Considerations for using Hive ACID Data Source for Spark

There are certain operational considerations you should be aware of when using Hive ACID Data Source for Spark.

Transactional Guarantees

  • Spark transactional read guarantees are at the dataframe level. When dataframe is created first time the snapshot is acquired. All future reads of this dataframe return the same snapshot.

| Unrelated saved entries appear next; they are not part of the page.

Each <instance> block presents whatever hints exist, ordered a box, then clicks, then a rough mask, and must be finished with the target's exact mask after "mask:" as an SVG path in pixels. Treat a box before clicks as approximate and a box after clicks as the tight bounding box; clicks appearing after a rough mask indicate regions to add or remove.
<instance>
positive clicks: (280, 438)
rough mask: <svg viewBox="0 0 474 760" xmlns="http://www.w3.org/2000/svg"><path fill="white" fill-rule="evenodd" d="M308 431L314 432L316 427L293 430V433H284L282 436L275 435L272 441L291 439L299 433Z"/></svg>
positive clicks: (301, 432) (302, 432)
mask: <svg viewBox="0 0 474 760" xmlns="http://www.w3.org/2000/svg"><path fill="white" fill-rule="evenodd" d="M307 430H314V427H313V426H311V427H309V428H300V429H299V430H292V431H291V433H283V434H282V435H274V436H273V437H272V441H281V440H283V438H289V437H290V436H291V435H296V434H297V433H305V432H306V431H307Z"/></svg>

  • Spark on Qubole does not support transactional guarantees at SQL level like PrestoSQL and Hive. Reading the same table twice in a single SQL statement potentially translates into two different snapshot of the table. For example, SELECT * FROM T1, T1 where T1.id1 = T1.id2

  • Guarantees do not fully hold when used with s3 as storage subsystem due to eventually consistent nature. The underlying design essential gets list of valid write IDs from Hive Metastore and uses object store’s listing facility to find valid files to be read. In S3, eventually consistent nature of listing might not return all the files. Therefore, it is recommended to use S3 Guard for proper transactional guarantees.

Compaction and Cleaner

Spark reads acquire snapshot at the dataframe level. The files in the snapshot needs to be protected till the dataframe is in use. There are two ways to achieve this: acquire lock at the partition level or do not delete file when in use. Spark does not acquire lock as lifetime of dataframe can be very long and would block inserts on the table. To protect the snapshot file from getting deleted, cleaner(run by Hive Metastore Server) must be disabled while performing the reads. Disabling Cleaner does not have any performance implication on reads/writes, only the storage requirement will be higher as system might hold on to all in use snapshot copies.

  • Use ALTER TABLE T1 SET TBLPROPERTIES('NO_CLEANER' = 'true') to disable the cleaner.

    For more information, see Compaction of Hive Transaction Delta Directories.

  • Operations like ALTER TABLE DROP COLUMN, TRUNCATE TABLE, DROP TABLE, which delete files directory outside cleaner, must be disallowed while reading from Spark.

Hive in Spark Cluster

To use Spark cluster to work with Hive ACID table the cluster should have HMS 3.1.1. Hence, running Hive commands on Spark cluster is not supported.